At today’s public meeting of the Federal Election Commission (FEC), Commissioner Steven Walther, a self-identified independent who is typically part of the FEC’s Democratic bloc, introduced a measure that aims to speed up the agency’s enforcement process.
Currently, enforcement matters can linger for up to four years before the agency is required to take any action.
Once the matter is one year away from falling outside of the five-year statute of limitations, the FEC is required to create a plan that leads to a commission vote on whether there is probable cause to investigate within six months.
As Issue One recently detailed in its report “Busted & Broke: Why the Federal Election Commission doesn’t work,” the FEC has a significant backlog of enforcement cases, and that number has only gone up in recent years: In 2010, the agency had 100 open enforcement cases on its docket, but in 2018, it had 329 cases.
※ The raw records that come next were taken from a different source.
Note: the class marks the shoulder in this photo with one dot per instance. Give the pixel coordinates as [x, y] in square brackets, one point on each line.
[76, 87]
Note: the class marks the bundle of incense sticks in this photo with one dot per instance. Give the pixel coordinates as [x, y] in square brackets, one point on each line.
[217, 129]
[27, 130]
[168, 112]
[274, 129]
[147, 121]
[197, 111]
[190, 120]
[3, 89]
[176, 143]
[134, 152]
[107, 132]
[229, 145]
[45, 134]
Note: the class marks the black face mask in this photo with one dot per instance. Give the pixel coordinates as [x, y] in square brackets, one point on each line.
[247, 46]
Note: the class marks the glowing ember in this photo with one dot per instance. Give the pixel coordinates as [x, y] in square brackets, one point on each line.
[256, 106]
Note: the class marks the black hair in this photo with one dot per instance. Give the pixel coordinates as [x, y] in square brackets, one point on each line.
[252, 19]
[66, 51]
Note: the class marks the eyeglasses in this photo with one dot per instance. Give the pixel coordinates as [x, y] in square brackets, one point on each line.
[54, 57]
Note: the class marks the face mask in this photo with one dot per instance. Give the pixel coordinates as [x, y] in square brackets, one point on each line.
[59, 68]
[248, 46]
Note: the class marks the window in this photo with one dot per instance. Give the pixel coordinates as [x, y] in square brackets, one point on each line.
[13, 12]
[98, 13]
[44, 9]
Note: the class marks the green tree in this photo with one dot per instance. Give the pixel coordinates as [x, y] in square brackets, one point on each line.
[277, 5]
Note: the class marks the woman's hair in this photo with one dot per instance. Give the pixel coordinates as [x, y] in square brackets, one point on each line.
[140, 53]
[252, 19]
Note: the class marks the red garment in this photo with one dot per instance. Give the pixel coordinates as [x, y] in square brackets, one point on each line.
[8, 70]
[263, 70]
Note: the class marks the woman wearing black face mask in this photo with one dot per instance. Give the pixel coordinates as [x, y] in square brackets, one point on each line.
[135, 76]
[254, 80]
Walther cited the “current backlog of enforcement matters before the commission” as a reason for his proposed amendment, but he opted not to put the proposal up for a vote today because he said he knew the commission didn’t have the four votes necessary to adopt it.
He lamented that routinely losing the opportunity to decide on cases due to the statute of limitations is “really a travesty.”
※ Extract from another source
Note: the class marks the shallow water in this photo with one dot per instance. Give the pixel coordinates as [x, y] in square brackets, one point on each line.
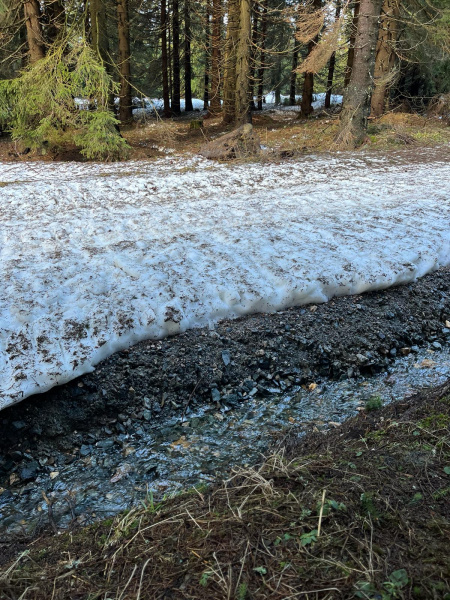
[120, 471]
For her part, FEC Chair Ellen Weintraub, a Democrat, was sympathetic to Walther’s proposal and stressed that the agency’s Office of General Counsel is already both strained and understaffed: “They need more lawyers,” Weintraub said. “We haven’t had support for hiring more lawyers.”
Republican Commissioner Caroline Hunter said she preferred to delay a vote on Walther’s proposal for a few months because the head of the FEC’s enforcement division is relatively new and needs time to adjust to the position before the process changes. She also expressed that his views on the matter should be taken into account.
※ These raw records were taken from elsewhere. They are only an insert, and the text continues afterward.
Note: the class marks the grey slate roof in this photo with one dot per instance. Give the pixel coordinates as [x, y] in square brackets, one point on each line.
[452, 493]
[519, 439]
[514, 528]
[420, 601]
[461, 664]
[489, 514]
Walther’s amendment to FEC regulations would require that the commission take action within one year of receiving a complaint or referral. More specifically, under the proposal, the Office of General Counsel would be required to make a “substantive recommendation,” meaning a recommendation of whether the commission should open an investigation into the matter or dismiss the case, within nine months of receiving the complaint or referral. Within three months of receiving that recommendation, the commission would be required to take “substantive action,” meaning a vote on whether to proceed with enforcement actions. Should the Office of General Counsel not meet the nine month deadline, the commission would still be required to take substantive action within twelve months of receiving the complaint or referral.
With two vacancies on the six-member commission, unanimous agreement of the four current commissioners is required for the body to take action.